Mr. Black, whose career has included biopics of two of the most prominent queer politicians in history (the openly gay Harvey Milk, the closeted psychosexual morass of J. Edgar Hoover), said that he’d long believed Mr. Obama would come out in favor of gay marriage. In fact, the screenwriter had tried to force the issue. “I had two weeks earlier put a piece in the Hollywood Reporter saying that gay people might consider not supporting the president in the re-election campaign if he didn’t come out in favor. And I hit Romney hard in a way he deserved to be hit hard for his horrific stances on LGBT issues. And I said ‘we can’t be taken for granted anymore, we can’t vote for a less bad candidate.’

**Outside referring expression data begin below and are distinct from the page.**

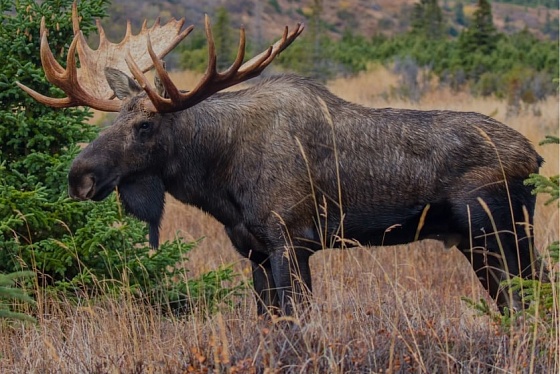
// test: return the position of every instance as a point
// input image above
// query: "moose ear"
(122, 85)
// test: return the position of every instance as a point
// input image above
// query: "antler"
(87, 86)
(212, 81)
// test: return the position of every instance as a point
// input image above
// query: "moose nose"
(81, 187)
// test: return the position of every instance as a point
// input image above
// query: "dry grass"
(392, 309)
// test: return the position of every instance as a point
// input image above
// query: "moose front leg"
(263, 282)
(292, 276)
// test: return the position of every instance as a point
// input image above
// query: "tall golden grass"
(395, 309)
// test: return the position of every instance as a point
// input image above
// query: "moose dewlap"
(289, 169)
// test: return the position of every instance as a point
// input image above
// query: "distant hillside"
(266, 19)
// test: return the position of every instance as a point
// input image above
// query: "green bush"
(73, 246)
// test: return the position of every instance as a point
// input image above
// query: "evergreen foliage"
(427, 19)
(72, 246)
(517, 67)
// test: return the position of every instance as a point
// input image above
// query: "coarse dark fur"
(289, 168)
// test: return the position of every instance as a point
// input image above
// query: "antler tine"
(238, 59)
(87, 86)
(212, 81)
(169, 86)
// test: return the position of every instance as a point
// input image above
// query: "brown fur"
(289, 168)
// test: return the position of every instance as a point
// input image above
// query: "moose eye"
(145, 126)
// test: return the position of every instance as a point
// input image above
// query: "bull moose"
(289, 168)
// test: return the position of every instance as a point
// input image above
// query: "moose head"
(128, 157)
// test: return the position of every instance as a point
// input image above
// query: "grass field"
(395, 309)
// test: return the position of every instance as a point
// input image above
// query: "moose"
(289, 168)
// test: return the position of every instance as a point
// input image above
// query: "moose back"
(289, 168)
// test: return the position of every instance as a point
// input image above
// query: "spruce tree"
(427, 19)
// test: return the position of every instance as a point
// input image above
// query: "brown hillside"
(266, 19)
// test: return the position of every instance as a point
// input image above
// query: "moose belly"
(385, 226)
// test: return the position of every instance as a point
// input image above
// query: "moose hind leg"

“And I took a lot of heat and I got beaten up for that, and I said, ‘It’s a hypothetical! I’m saying ‘If, then! If he doesn’t, then we might consider…’ You gotta ask for what you want in this world. And they were like, ‘He’ll never do it, it’s not a hypothetical.’ But he might do it!”
Mr. Black is now at work on a film adaptation of 8, about the legal struggle over Proposition 8 in California. The film’s to be directed by Rob Reiner. “It’s that Mormon thing,” said Mr. Black, who was raised in the Church of Latter-Day Saints and whose new film deals with life among Southern Mormons. “I’m industrious. Ambitious. I’m like the gay Mitt Romney… That’s a terrible thing to say.”

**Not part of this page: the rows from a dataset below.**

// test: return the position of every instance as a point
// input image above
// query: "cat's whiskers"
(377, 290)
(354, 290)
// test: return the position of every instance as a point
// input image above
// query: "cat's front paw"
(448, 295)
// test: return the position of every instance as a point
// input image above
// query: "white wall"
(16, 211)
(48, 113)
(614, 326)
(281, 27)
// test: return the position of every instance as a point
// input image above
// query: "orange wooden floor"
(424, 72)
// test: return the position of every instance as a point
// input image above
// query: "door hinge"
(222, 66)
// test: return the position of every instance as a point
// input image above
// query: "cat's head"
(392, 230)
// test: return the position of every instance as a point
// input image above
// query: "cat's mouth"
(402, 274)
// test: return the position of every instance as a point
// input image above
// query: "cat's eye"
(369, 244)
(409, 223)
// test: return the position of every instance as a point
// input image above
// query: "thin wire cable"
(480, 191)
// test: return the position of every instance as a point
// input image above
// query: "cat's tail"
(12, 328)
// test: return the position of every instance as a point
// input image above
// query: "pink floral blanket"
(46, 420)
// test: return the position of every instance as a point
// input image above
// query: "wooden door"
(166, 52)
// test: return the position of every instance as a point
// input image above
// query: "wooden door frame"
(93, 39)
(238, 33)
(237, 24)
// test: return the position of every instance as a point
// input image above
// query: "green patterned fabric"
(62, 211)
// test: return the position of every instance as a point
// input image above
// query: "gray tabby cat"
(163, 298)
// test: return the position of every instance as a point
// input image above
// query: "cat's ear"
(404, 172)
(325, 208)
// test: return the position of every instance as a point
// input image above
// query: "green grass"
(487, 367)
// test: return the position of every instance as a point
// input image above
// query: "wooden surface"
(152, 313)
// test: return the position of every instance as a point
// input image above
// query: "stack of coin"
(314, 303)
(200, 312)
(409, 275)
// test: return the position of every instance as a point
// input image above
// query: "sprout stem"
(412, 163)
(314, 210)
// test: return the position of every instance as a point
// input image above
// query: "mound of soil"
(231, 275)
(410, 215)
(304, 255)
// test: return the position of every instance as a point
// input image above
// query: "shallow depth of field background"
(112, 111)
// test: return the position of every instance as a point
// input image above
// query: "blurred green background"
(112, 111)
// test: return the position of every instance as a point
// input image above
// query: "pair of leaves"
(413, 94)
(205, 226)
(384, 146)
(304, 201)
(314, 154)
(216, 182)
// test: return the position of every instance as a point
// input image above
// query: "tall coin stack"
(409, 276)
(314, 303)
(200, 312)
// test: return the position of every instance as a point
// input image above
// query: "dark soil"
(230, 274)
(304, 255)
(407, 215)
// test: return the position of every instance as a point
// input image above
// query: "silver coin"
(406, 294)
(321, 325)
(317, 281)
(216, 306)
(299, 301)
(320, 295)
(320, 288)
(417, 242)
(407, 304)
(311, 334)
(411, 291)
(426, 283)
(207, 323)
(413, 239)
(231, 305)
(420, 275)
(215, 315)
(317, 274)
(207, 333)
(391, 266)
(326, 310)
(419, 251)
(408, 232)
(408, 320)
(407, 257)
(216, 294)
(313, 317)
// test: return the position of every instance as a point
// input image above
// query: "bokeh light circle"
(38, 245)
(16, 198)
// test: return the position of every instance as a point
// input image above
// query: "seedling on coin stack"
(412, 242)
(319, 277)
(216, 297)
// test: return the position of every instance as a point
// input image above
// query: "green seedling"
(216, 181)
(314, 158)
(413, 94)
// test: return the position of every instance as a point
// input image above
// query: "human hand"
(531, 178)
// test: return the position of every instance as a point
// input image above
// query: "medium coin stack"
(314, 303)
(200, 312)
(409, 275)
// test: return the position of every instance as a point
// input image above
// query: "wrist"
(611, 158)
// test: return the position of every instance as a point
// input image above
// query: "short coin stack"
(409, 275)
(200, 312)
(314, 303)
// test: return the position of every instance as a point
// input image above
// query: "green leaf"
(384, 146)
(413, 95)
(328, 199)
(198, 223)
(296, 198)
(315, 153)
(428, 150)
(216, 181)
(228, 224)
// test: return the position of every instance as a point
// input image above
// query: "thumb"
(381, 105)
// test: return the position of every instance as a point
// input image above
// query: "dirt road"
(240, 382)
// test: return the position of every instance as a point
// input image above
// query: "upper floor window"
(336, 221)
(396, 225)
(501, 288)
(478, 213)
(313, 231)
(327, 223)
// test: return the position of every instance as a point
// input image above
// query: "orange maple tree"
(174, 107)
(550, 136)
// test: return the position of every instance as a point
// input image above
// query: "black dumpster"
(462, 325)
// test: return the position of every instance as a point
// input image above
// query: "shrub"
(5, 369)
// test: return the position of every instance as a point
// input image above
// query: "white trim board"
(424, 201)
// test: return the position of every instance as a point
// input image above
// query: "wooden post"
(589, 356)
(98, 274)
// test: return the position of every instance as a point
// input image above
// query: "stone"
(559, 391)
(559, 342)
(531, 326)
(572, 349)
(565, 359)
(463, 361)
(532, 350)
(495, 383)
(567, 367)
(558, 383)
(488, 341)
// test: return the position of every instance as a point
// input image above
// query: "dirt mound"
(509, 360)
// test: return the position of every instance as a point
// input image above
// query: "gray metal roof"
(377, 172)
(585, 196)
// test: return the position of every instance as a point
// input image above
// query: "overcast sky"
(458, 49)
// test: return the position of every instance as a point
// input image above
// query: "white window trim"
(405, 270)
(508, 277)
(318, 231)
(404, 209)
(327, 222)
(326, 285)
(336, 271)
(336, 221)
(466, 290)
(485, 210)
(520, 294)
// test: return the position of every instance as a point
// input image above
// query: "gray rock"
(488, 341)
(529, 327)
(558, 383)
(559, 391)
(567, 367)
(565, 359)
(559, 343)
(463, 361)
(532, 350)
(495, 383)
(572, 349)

We mentioned that Virginia was less overtly political than Milk or J. Edgar, and asked if Mr. Black agreed with Godard’s belief that all film is political. “I agree with Godard and I agree with Oprah Winfrey. People are always asking ‘would you run for public office?’ And she says ‘I have so much more influence here.’ We get to tell human stories that have to do with human issues. At our best, we’re telling stories that have to do with problems in our country right now.”
Besides, he joked, we might have missed the point of the film altogether. ““Virginia is a real politician, she’s a gay man dressed as a woman. I thought of this as a sequel to Milk!”